Welcome to WebmasterWorld Guest from 54.145.209.107

Googlebot Processing Javascript Functions

   
1:43 pm on May 17, 2012 (gmt 0)

WebmasterWorld Administrator engine is a WebmasterWorld Top Contributor of All Time 10+ Year Member Top Contributors Of The Month Best Post Of The Month



Googlebot Processing Javascript Functions [arstechnica.com]
During the last quarter of 2011, Google finally started to figure out how to efficiently solve the problem from its end, and began to roll out bots that could explore the dynamic content of pages in a limited fashion—crawling through the JavaScript within a page and finding URLs within them to add to the crawl.
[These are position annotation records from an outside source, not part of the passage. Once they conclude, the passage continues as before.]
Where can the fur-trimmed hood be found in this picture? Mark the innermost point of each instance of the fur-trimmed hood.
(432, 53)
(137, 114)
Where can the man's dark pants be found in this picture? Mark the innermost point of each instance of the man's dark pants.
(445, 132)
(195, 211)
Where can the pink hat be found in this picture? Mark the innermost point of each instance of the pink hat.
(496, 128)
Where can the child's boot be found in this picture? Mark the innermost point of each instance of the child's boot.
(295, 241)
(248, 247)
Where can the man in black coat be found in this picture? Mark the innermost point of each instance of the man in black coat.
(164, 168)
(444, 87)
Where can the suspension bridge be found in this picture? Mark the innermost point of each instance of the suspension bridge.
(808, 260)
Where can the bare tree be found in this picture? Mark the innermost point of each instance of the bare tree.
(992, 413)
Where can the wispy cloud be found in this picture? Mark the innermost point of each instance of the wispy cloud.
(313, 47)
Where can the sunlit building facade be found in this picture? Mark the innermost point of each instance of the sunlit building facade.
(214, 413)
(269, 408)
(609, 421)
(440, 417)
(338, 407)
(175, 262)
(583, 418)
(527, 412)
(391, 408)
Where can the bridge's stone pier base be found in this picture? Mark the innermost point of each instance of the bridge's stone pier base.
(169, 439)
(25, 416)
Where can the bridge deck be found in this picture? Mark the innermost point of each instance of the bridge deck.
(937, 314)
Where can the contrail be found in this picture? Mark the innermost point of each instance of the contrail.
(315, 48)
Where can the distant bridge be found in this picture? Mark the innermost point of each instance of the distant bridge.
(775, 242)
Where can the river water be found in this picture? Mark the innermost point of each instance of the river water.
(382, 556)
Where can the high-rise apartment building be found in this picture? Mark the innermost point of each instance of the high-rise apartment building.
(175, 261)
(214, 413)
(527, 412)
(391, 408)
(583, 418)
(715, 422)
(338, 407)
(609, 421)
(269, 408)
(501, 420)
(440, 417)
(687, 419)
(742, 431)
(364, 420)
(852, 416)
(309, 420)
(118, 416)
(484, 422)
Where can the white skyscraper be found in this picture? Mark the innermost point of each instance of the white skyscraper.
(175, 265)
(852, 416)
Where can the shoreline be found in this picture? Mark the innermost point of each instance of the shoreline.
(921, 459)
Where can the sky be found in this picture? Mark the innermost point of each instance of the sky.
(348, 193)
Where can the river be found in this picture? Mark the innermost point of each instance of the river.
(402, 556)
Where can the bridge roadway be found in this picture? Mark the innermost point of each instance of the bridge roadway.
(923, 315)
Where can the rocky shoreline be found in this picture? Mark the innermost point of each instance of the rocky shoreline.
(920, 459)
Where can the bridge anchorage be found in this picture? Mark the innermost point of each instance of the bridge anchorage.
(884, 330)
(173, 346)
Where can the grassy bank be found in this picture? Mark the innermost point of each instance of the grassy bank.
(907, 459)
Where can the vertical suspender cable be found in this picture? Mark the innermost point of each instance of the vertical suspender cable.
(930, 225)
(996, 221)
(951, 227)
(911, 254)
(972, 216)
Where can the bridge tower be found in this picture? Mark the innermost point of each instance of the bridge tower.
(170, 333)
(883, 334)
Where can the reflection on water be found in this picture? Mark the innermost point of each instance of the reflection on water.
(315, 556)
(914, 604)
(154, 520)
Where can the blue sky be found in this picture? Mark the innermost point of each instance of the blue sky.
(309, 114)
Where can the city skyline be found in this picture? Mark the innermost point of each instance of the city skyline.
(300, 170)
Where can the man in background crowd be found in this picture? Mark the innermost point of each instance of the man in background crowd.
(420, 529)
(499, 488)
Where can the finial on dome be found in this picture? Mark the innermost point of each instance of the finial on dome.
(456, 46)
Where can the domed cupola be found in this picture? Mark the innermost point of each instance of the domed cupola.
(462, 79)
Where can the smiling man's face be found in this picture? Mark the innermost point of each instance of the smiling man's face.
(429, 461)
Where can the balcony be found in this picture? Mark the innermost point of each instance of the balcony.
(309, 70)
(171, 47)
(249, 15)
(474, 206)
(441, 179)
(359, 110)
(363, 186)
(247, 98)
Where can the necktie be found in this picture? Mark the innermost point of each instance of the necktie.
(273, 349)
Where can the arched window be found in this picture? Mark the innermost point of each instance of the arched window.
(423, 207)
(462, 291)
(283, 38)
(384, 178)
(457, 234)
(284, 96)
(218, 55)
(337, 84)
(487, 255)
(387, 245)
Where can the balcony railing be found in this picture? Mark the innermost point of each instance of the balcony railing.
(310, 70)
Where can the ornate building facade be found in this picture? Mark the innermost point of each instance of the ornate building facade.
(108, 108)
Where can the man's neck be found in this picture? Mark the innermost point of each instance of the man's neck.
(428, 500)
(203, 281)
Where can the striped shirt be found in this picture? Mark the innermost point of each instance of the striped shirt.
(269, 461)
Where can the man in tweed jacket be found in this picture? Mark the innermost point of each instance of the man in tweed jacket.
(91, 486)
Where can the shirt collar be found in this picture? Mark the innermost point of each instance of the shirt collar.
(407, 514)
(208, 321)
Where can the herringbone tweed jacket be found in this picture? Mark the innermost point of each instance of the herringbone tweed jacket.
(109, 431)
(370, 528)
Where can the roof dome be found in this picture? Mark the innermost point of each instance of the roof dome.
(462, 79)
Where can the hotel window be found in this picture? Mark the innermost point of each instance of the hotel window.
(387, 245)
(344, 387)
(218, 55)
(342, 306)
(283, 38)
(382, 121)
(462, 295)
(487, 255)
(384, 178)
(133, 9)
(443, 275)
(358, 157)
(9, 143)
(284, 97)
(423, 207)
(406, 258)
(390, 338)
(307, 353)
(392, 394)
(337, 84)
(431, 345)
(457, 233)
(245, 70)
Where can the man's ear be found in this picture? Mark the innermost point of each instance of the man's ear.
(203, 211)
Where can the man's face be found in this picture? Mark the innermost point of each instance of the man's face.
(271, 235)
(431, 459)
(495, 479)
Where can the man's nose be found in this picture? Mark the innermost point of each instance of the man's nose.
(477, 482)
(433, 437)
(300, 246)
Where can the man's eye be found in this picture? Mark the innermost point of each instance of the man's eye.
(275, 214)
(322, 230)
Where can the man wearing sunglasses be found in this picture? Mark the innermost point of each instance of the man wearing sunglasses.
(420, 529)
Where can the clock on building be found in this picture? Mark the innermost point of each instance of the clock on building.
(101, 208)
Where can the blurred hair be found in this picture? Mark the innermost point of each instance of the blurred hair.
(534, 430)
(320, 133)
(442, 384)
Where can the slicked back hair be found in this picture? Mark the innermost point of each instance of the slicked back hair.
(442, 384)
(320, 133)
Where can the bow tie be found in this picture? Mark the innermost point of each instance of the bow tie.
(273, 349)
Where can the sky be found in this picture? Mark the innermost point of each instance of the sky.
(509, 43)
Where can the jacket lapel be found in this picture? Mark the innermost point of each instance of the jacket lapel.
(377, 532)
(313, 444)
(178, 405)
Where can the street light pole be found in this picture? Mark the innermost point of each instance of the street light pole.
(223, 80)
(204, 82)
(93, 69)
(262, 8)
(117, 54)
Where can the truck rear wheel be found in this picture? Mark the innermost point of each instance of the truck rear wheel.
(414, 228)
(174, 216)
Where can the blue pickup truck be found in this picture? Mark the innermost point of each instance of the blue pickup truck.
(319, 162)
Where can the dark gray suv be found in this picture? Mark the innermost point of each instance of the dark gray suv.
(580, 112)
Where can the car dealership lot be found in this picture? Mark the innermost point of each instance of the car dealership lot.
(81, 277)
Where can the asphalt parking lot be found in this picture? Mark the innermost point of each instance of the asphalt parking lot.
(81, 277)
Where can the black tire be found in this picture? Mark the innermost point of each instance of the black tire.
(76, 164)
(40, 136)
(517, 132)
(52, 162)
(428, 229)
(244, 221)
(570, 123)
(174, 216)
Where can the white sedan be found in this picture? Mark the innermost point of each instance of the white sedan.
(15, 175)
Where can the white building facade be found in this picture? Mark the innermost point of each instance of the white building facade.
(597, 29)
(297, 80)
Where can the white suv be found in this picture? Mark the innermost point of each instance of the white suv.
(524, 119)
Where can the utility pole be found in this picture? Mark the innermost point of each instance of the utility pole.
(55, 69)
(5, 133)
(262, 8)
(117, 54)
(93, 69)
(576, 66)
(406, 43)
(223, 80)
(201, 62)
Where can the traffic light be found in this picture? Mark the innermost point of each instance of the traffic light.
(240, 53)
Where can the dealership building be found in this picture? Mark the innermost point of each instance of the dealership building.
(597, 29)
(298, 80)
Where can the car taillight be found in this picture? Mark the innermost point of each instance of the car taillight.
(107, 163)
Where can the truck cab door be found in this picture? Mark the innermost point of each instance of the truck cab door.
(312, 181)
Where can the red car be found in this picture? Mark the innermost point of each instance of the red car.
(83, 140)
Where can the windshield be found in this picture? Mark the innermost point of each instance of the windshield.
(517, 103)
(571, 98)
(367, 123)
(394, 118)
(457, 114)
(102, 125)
This required Google to allow its crawlers to send POST requests to websites in some cases, depending on how the JavaScript code was written, rather than the GET request usually used to fetch content. As a result, Google was able to start indexing Facebook comments, for example, as well as other "dynamic comment" systems.
Now, based on the logs Pankratov has shown, it appears that rather than just mining for URLs within scripts, the bots are crawling even deeper than comments, processing JavaScript functions in a way that mimics how they run when users click on the objects that activate them. That would give Google search even better access to the "deep Web"—content hidden in databases and other sources that generally hasn't been indexable before.
.
6:58 pm on May 17, 2012 (gmt 0)

WebmasterWorld Senior Member tedster is a WebmasterWorld Top Contributor of All Time 10+ Year Member



The big deal here - and Google's urgency - is indexing AJAX content, I assume.
7:05 pm on May 17, 2012 (gmt 0)



Wasn't Googlebot adjusted to crawl FB comments and only them?
8:10 pm on May 17, 2012 (gmt 0)

WebmasterWorld Senior Member g1smd is a WebmasterWorld Top Contributor of All Time 10+ Year Member Top Contributors Of The Month



Google's bots added a quarter of a million quids worth of products to the shopping basket of a site last week. They're now blocked.
9:34 pm on May 17, 2012 (gmt 0)

WebmasterWorld Senior Member sgt_kickaxe is a WebmasterWorld Top Contributor of All Time 5+ Year Member



Google had switched to a visual method of recording page content a long time ago, before they launched page previews. They've been able to pick up textual comments loaded by javascript for a long time now. The real news is that they've begun trusting googlebot to dig deeper into code too.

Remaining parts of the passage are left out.